IMDb / Ebert
Written by Roger Donaldson, Peter Hansard and Bruno Lawrence
Directed by Roger Donaldson
With the World Cup on, I have set little time aside for watching films. Those which I have watched – The King of Comedy and The Baxter – did not inspire me to write. Especially not The Baxter, which was boring, stupid and not funny. Thankfully, I have been stirred back into life by Smash Palace. It is the sort of film that doesn’t force itself on you, instead picking you up along with it and keeping you involved until it is over; it’s a restrained treatment of extremely sensitive and dramatic content, the sort of film I would be proud to have made.
Smash Palace concerns what happens when two people experience a strong physical attraction, know they probably aren’t right for each other but go ahead and have a kid anyway. Everything will be all right, surely. We’re okay right now, why shouldn’t we be in ten years’ time? But now their daughter is turning 10 (or so), and the attraction is buried underneath daily disagreements, which turn into arguments then violent rows. Many of us can relate to this topic in one way or another. A great number have been in relationships that just didn’t work out how we expected them to. Some have experienced a similar scenario as children.

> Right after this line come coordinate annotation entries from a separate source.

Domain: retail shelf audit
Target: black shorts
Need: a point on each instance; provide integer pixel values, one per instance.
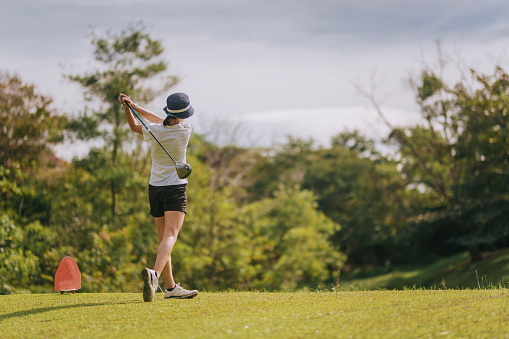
(167, 198)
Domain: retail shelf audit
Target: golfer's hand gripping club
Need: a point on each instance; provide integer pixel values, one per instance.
(183, 170)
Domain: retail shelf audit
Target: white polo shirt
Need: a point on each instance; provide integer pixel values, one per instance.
(174, 139)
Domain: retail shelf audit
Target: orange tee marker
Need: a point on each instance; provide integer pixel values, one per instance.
(68, 276)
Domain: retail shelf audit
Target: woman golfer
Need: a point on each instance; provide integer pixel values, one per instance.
(167, 192)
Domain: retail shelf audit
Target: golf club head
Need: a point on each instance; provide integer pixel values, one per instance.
(183, 170)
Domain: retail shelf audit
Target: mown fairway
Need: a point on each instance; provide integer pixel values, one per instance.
(394, 314)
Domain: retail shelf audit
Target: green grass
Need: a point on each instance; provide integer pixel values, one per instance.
(477, 313)
(453, 272)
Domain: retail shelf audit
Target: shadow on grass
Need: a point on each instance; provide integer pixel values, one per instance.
(54, 308)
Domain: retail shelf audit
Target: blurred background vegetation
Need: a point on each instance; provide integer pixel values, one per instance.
(290, 217)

There is nothing left to keep Al (Bruno Lawrence) and Jacqui (Anna Jemison) seeing one another – nothing, that is, except young Georgie (Greer Robson). Both have a profound love for their child that cannot be taken away, so when Jacqui leaves and takes Georgie with her, it causes massive difficulties. Al wants to see Georgie, but Jacqui feels threatened by him and wants him kept away. Desperate measures are taken by both parties. One of them goes much too far, but for us watching, is it really so unreasonable? We feel such an attachment to these characters, we really want the best for all of them, so it isn’t particularly surprising when Al picks up his shotgun and goes bush. Shocking and moving, but not surprising.
Almost any actor would fail to pull us along with Al as he behaves more and more irrationally. Bruno Lawrence, however, is no hired hand. Everything he does, whether it’s a shotgun or a spanner in his hands, feels totally grounded in reality. A few scenes of contrived, plot-oriented dialogue are delivered convincingly without breaking stride; well-written, spontaneous scenes are so perfect as to sometimes inspire tears. Jemison does very well in a part that many viewers would hate, balancing playful and tense carefully.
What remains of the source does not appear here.